Routines are all about practice, Gottfried said, and while many don’t practice, there are students in kindergarten through third grade who have never practiced school before. Similarly, many have transitioned from elementary to middle school or middle school to high school online.
“The middle schoolers missed out on this whole huge developmental element of preteen development,” Gottfried said. “They haven’t been able to have those moments in school that are super engaging, whether it’s making those connections with the teachers or the curriculum or with their peers.”
Besides the obstacles students face in school, some may not even want to return because of concerns about COVID-19, which Attendance Works’ Leong said schools need to address.
“There’s been so much trauma and anxiety and stress from the pandemic that part of the normal transition almost has to be increased, so you’re really dealing with some of the anxiety and the fear of leaving. home or being exposed to COVID,” Leong said. .
The SFUSD approach
In addition to an ongoing joint research project examining chronic absenteeism at SFUSD with UC Berkeley, the San Francisco public school district offers comprehensive services to help student attendance, said public relations manager Laura Dudnick. from SFUSD.
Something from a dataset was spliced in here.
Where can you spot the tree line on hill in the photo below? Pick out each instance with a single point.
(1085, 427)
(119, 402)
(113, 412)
Once a student has suffered six unjustified absences, School Coordinated Care Teams are supposed to contact the family and schedule a meeting. Based on this meeting, support plans are created, Dudnick said. When a family cannot be reached, the matter is escalated to the district-level Absenteeism Coordinated Care Team, who tries to find other ways to support the family.
Individual schools also have their own methods of promoting attendance. In fact, most Independence High School students enroll because they have struggled with chronic truancy.
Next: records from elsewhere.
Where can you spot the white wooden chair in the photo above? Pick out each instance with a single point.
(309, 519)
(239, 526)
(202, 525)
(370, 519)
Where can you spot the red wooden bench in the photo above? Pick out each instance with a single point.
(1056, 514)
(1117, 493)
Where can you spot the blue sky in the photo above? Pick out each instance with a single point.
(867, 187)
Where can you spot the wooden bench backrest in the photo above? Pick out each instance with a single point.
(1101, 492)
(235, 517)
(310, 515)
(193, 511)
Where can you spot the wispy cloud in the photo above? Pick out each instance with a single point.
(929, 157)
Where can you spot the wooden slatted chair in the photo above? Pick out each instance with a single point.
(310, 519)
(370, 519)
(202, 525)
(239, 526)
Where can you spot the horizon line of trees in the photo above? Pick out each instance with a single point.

True to its name, Independence offers an independent study program where students create their own schedules and attend small classes with up to 15 students. The school also offers a special education program for students with moderate to severe anxiety, depression, school phobia, and school avoidance.
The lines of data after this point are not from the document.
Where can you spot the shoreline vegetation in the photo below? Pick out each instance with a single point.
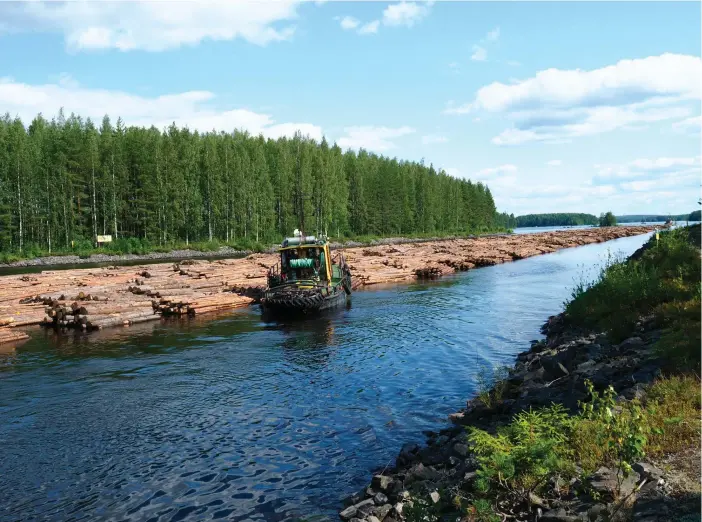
(136, 250)
(68, 180)
(110, 296)
(600, 421)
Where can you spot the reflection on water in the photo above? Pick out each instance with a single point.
(241, 418)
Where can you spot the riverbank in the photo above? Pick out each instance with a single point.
(94, 298)
(212, 250)
(598, 421)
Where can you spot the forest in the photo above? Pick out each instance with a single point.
(556, 220)
(65, 181)
(655, 218)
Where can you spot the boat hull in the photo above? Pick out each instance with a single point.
(302, 302)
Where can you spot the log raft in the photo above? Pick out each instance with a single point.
(97, 298)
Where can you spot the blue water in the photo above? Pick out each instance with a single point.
(238, 419)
“Some of the children we take in haven’t set foot in their school for six months or more,” said principal Anna Klafter. “We’re starting from a really tough place with some of our kids and working to get them into school, but also to get them to a place where they can be successful after school and find something meaningful. for them.”
Independence has hired an additional social worker to focus on chronically absent students who may be involved in the juvenile justice system, foster care, are between homes, or face other situations that interfere with school attendance. .
“Adding this position…really upset the results for our Level 3 students,” Klafter said. “She is able to manage 25 children and truly be their go-to person for everything from academics and school supplies to food, housing and family needs, and has just been a real lifeline to students and families.”
Since the program began in 2019 and the additional social worker in 2020, graduation rates at Independence have risen from 54% to 91%, according to Klafter.
While these solutions are specific to Independence High School, Gottfried and Hutt said research shows that when high school students are taught by a teacher of the same ethnicity, attendance rates tend to increase. Serving breakfast in the classroom and placing students with disabilities in general rather than special education classes has also been shown to increase attendance.
Hutt added that communicating with parents about the impacts of absenteeism can serve as an additional solution.
“It doesn’t matter whether we’re talking about new standards or better quality teachers. If students are not there to reap the benefits of what is happening in schools, then why talk about anything else,” Gottfried said. “It’s almost like absenteeism/attendance is the first step in trying to create educational opportunities.”